Restricted (Penn State Only)
Author:
Kislal, Orhan Memduh
Graduate Program:
Computer Science and Engineering
Degree:
Doctor of Philosophy
Document Type:
Dissertation
Date of Defense:
February 22, 2018
Committee Members:
  • Mahmut Taylan Kandemir, Dissertation Advisor
  • Mahmut Taylan Kandemir, Committee Chair
  • Kamesh Madduri, Committee Member
  • John Morgan Sampson, Committee Member
  • Conrad S Tucker, Outside Member
Keywords:
  • memory
  • performance
  • compiler
  • approximate computing
Abstract:
After hitting the power wall, the dramatic change in computer architecture from single core to multicore/manycore brings us new challenges on high performance computing, especially for data intensive applications.
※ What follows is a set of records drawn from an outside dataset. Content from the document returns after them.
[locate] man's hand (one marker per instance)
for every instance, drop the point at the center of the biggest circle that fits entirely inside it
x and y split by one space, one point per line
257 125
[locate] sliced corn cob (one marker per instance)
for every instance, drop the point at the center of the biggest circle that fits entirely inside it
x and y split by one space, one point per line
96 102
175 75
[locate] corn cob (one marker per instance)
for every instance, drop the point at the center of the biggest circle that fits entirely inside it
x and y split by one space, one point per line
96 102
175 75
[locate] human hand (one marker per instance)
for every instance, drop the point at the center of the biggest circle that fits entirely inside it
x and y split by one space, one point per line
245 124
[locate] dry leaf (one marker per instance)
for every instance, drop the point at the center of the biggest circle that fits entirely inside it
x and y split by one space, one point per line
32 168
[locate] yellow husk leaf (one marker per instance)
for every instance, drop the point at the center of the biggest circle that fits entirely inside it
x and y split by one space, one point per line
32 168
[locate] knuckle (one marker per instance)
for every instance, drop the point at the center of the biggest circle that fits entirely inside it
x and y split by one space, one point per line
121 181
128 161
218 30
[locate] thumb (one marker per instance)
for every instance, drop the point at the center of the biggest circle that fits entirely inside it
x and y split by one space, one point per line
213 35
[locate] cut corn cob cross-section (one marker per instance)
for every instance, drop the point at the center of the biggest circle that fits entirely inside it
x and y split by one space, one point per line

Data access costs dominate the execution times of most parallel applications and they are expected to be even more important in the future. Under these circumstances, the organization of data and computation across available resources becomes a major effect on the performance of the overall system. This dissertation explores the reorganization problem from a hardware-aware perspective to fully harness the underlying architecture and demonstrates various methods to improve the memory performance. These methods span both both domain-specific solutions for some memory-intensive kernels of high importance as well as domain-agnostic optimization techniques. This dissertation approaches the problem of reorganization from two different perspectives. While the traditional methods of organization for data and computation, namely mapping and scheduling, remain highly influential and beneficial; we also evaluate the idea of approximate computing in this context and reorganize data and computation based on their predicted importance. Our exploration includes following steps. On the domain-specific side; we apply mapping, scheduling and data layout reorganization techniques to the sparse matrix vector multiplication problem. In addition, we improve the k-means clustering algorithm with computation reordering as well as multiple skipping heuristics, and propose a cache skipping module for data mining algorithms and explore its benefits with recursive partitioning algorithms. On the domain-agnostic side; we explore location aware and data movement aware computation reorganization techniques, as well as, a code slicing technique that skips high-cost and low-importance data accesses. Our detailed experiments show significant improvements in all cases, up to 25% for domain-specific optimizations and up to 18% for domain-agnostic techniques.